Greuel v. Garcetti

A Live Mayoral Debate Moderated by KCRW’s Warren Olney

With two weeks before the runoff election for mayor of Los Angeles, candidates Eric Garcetti and Wendy Greuel sought to distinguish their positions and records from each other in a debate co-presented by Zócalo and KCRW at the Petersen Automotive Museum.

The subjects at hand were education, setting priorities in the face of a gaping deficit, and life in Los Angeles. The moderator was Warren Olney, host of KCRW’s “To the Point” and “Which Way, L.A.?” The debate was being aired live for a special edition of “Which Way, L.A.?” in front of a capacity crowd, with audience members also listening in an overflow space nearby.

After opening statements from both candidates, Olney opened the debate with a challenge: How do the candidates expect to change Los Angeles’ underfunded school system without direct power over the LAUSD superintendent and Los Angeles School Board, and without control over school funding? When mayors make an issue of schools, Olney asked Greuel, “Are you excessively politicizing education?”

Greuel, the current city controller, said that education isn’t an issue in a vacuum but something the future of the entire city depends on. As mayor, she said that she would work to elect good School Board members, to advocate for more education money from the state, and to look for ways to make schools more effective (including charter schools, and pilot programs), and by continuing to operate the 22 schools that are part of the Partnership for Los Angeles School started by Mayor Antonio Villaraigosa.

City councilman Garcetti agreed that while the mayor doesn’t have formal power over the schools, “informal power and financial power” are within the mayor’s purview; he agreed, too, that education is an issue that resonates throughout the city, from economics and health to public safety.

Olney challenged him about using city funds on schools—and whether he’d put the school district ahead of the city.

Garcetti said that as a councilman, he used anti-poverty money to build a community center within a school, athletic fields, and libraries that benefited the schools as well as the surrounding community in his district. “We’ve built up walls around schools” and said they’re on their own, said Garcetti. “I don’t want to do that.”

Olney asked the candidates if they were supporting either of the candidates for the open seat on the Los Angeles School Board. Greuel said she was backing Antonio Sanchez; Garcetti said he has not yet decided which candidate he’ll endorse, and quipped that he was busy running for mayor when Olney asked him why he’s waited so long to choose.

Both candidates agreed on a number of points: that technology is going to be important to the future of L.A.’s schools; that the city squandered an opportunity by losing out on federal “Race to the Top” money because of labor leaders’ objections to participation in the national competition for funds; that reducing classroom size will help L.A.’s schools succeed; and that teachers’ performance scores should be made public.

So where, asked Olney, would education—though a mayoral responsibility outlined in the city charter—ultimately rank on your list of priorities as mayor?

Garcetti said that his number-one priority is the economy—and that education is a fundamental economic issue.

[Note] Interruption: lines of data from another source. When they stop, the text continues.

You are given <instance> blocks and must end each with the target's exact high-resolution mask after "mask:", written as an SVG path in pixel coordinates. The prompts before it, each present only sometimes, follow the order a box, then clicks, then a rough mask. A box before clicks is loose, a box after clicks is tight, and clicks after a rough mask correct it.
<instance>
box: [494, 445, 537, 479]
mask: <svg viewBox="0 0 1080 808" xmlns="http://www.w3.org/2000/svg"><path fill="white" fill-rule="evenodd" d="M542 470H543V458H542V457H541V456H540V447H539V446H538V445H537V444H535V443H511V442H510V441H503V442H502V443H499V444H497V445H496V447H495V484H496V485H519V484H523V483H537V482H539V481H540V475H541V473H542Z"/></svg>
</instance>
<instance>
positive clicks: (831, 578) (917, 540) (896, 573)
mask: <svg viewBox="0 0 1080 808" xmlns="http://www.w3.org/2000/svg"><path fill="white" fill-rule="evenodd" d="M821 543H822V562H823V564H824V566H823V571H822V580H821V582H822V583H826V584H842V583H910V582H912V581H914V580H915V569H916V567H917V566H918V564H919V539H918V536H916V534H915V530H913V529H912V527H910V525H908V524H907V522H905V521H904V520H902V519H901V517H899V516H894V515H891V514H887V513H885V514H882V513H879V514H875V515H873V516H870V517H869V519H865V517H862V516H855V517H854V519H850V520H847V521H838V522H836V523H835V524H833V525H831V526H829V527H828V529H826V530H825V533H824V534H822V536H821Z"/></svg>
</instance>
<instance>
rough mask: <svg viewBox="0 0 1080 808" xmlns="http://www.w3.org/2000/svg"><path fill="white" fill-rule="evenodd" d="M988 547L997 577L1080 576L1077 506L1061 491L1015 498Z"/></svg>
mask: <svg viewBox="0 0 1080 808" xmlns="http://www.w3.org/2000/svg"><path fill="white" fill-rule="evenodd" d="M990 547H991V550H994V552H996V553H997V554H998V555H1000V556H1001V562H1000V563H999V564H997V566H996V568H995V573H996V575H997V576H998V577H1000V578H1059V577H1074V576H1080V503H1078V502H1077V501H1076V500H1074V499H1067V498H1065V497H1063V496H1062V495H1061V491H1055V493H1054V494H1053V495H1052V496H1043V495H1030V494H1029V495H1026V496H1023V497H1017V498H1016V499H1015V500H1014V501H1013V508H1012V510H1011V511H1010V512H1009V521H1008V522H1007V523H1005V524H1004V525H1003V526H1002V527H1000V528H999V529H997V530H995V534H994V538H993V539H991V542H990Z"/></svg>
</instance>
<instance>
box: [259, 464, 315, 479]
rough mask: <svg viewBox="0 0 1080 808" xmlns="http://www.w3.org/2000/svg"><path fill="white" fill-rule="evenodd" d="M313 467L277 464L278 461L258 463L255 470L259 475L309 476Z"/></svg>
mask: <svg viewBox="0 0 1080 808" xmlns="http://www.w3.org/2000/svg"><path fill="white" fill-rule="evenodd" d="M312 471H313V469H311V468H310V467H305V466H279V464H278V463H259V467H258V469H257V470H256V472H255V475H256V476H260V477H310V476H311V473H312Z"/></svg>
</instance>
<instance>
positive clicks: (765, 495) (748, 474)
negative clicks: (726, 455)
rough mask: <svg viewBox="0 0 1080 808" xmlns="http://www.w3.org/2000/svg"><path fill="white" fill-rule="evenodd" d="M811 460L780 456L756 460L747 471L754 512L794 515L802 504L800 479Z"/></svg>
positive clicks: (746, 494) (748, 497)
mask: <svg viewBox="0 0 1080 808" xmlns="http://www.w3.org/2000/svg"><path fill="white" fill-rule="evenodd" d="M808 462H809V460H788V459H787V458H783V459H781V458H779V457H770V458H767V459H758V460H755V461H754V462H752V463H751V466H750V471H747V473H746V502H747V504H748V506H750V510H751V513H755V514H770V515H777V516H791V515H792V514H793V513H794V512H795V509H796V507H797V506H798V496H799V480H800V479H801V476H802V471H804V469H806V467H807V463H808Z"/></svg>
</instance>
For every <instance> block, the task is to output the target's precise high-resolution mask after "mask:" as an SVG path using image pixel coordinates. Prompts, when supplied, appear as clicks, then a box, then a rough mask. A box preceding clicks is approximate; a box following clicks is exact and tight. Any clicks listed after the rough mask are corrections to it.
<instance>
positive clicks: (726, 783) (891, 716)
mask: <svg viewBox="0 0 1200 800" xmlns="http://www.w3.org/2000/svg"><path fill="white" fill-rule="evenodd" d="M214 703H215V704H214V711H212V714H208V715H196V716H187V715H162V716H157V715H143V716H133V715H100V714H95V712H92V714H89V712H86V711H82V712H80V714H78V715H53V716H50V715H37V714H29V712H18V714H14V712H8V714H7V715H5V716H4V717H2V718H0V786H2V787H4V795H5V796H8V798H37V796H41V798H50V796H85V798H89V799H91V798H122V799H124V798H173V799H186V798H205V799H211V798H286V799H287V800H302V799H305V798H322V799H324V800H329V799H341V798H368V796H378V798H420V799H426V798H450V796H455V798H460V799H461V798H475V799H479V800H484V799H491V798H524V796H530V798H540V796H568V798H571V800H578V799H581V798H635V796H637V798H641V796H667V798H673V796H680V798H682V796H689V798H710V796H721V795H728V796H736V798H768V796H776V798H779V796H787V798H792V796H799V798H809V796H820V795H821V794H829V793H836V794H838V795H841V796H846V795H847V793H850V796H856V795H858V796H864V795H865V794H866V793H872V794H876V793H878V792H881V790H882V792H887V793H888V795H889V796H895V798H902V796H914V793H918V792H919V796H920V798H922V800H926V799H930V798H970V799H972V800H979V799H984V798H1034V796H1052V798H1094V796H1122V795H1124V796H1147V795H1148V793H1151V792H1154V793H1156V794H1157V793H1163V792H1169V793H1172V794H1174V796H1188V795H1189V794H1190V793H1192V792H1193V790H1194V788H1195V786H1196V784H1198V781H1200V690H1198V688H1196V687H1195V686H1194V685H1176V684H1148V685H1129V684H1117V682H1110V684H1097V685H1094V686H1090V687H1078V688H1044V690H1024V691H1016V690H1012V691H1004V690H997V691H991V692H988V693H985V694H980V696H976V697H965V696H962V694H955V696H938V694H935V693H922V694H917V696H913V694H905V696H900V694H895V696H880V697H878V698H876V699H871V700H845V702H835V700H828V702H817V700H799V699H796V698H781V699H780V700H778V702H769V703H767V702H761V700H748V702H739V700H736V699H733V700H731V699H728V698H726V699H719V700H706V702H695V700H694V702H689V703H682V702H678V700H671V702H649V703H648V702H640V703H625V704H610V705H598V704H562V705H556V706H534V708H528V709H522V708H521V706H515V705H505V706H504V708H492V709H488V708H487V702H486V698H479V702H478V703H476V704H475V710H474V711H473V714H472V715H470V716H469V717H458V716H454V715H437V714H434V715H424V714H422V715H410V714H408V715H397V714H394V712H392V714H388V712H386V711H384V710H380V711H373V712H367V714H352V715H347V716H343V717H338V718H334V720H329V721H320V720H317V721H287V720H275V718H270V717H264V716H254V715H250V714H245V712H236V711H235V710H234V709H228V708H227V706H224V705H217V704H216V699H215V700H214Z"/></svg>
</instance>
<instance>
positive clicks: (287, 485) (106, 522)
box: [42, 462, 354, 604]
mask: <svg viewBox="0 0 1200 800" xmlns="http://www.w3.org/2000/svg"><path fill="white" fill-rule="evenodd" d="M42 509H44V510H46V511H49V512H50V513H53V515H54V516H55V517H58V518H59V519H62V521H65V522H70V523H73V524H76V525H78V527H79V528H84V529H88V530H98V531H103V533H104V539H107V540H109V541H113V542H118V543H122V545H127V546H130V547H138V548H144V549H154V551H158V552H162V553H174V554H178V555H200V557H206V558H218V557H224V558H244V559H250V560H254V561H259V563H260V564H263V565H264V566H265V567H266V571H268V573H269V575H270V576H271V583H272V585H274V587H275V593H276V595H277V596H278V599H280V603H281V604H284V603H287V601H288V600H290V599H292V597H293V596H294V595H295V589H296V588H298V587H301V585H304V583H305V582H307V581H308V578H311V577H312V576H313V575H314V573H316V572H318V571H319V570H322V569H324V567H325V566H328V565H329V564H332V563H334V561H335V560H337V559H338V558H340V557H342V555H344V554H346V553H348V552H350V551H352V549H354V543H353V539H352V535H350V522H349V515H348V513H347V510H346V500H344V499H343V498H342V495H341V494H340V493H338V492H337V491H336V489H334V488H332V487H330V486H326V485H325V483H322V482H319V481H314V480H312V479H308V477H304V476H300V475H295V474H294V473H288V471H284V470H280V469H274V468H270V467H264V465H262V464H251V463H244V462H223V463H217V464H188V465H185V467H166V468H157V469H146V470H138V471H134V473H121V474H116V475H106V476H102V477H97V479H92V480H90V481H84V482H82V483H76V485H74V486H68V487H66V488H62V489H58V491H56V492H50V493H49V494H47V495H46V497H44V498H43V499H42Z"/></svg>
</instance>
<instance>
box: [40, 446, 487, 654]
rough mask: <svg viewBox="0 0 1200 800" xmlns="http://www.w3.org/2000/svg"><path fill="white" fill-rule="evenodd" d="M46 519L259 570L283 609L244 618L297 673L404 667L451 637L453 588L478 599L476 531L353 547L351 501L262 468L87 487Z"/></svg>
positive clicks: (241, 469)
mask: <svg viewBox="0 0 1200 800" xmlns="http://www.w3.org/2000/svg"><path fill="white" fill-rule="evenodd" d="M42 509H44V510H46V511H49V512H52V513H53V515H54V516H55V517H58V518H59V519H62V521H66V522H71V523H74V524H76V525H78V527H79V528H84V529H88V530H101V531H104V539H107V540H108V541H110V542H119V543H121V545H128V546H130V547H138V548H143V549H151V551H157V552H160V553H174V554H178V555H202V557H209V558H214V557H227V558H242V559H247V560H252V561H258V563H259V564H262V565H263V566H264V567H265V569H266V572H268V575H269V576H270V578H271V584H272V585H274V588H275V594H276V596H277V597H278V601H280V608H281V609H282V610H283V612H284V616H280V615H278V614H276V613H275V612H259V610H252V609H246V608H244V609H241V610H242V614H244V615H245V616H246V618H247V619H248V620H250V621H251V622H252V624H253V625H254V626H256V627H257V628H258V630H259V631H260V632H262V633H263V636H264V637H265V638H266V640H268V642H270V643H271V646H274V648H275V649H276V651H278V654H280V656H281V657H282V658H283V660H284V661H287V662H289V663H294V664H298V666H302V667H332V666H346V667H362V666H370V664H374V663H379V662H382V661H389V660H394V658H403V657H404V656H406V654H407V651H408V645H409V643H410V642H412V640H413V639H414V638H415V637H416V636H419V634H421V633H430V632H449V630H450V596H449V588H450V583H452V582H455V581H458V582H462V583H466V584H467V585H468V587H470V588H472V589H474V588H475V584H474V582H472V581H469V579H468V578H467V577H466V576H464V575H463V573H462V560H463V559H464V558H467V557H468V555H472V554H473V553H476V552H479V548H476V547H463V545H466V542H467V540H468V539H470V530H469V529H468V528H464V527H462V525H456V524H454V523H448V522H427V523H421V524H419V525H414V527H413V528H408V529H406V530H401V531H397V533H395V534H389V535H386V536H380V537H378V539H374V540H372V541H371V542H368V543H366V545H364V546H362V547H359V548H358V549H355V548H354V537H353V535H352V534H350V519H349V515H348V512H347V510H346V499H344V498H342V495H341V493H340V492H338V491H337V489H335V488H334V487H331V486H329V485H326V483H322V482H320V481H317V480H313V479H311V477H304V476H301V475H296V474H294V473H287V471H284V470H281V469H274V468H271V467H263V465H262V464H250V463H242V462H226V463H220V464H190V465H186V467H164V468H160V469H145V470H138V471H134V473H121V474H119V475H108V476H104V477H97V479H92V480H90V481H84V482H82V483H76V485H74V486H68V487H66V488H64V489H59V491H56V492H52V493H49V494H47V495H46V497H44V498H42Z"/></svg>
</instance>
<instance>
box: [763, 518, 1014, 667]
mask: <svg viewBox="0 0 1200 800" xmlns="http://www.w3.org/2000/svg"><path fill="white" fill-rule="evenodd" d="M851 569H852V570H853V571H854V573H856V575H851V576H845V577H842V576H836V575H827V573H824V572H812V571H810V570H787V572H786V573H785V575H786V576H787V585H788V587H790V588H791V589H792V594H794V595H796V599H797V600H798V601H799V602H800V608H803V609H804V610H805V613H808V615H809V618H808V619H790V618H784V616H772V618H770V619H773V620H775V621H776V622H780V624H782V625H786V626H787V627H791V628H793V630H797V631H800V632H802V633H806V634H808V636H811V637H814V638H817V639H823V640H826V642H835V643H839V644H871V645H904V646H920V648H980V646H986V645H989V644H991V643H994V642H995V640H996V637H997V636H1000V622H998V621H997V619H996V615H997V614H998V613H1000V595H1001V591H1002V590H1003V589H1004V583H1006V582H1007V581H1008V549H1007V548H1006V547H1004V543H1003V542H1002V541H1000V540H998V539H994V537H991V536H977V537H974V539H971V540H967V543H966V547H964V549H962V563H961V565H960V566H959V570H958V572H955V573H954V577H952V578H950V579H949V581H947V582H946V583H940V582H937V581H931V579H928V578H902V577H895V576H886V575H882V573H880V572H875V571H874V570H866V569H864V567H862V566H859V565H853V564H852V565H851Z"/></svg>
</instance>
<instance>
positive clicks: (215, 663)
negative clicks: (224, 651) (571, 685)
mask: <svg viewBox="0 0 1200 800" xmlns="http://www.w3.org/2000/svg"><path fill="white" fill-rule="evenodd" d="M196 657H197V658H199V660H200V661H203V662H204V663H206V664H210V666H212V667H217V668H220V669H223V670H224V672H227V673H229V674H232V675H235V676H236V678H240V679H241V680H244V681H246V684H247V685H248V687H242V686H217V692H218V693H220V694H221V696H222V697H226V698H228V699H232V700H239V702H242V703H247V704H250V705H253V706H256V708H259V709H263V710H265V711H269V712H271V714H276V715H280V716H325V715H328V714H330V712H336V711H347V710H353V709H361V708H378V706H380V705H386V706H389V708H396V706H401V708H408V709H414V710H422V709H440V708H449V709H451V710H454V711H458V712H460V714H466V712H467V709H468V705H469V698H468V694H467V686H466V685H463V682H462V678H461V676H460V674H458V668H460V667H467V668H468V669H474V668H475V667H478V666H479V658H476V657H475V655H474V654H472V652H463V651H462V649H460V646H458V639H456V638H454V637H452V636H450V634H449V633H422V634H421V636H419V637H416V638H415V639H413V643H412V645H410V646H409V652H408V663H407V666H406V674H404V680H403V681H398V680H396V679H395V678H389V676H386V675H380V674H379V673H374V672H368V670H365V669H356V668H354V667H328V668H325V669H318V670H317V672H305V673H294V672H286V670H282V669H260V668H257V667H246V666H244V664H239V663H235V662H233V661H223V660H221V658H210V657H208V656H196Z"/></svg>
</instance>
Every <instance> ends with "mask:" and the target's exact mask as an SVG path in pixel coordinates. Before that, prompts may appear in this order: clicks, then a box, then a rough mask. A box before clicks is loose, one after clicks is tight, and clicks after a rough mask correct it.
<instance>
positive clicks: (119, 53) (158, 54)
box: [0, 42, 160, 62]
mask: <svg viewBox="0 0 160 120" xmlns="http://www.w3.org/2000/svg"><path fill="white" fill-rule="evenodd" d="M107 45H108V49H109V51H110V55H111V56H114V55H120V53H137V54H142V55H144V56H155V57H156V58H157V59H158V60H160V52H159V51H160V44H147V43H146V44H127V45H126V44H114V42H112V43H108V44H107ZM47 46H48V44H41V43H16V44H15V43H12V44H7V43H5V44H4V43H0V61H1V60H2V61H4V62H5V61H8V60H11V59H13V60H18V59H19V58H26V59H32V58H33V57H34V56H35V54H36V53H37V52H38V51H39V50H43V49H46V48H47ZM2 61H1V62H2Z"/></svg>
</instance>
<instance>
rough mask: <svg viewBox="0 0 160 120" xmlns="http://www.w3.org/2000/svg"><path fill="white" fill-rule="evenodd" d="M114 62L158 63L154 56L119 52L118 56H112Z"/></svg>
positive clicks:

Greuel called education a top priority and agreed that it’s an economic issue. “I’m going to be the education mayor,” she said.

There are other issues that are important to the economy as well, said Olney—and transportation is among them. The Los Angeles Times has reported that city street repair in Los Angeles has a 60-year backlog and that the average grade of the city’s streets is a C. To bring that grade up to a B will cost $2.6 billion. Olney asked: What will the candidates do to repair L.A.’s streets, and how will they pay for it?

Garcetti said that during his first term, he’d use Measure R sales tax funds earmarked for transportation on a “comprehensive project” that looks at repaving the city’s streets.

Greuel said that she’d centralize the repaving of the city and look at a number of different financial sources to pay for fixing L.A.’s streets.

Olney asked the candidates about balancing the budget as Mayor Villaraigosa has proposed, and the debate quickly got heated over pension reform.

Both Garcetti and Greuel pledged to work with L.A.’s unions on pension reform and salary increases—and criticized each other’s records on reform and the unions.

As the debate wound down, Olney asked questions that audience members had submitted in advance regarding more frequent suspensions for students of color, a waiver for No Child Left Behind, small businesses, public transit, and the negative tenor of the campaign.

Both candidates agreed on virtually all these issues—and both denied responsibility for the campaign’s negative turn.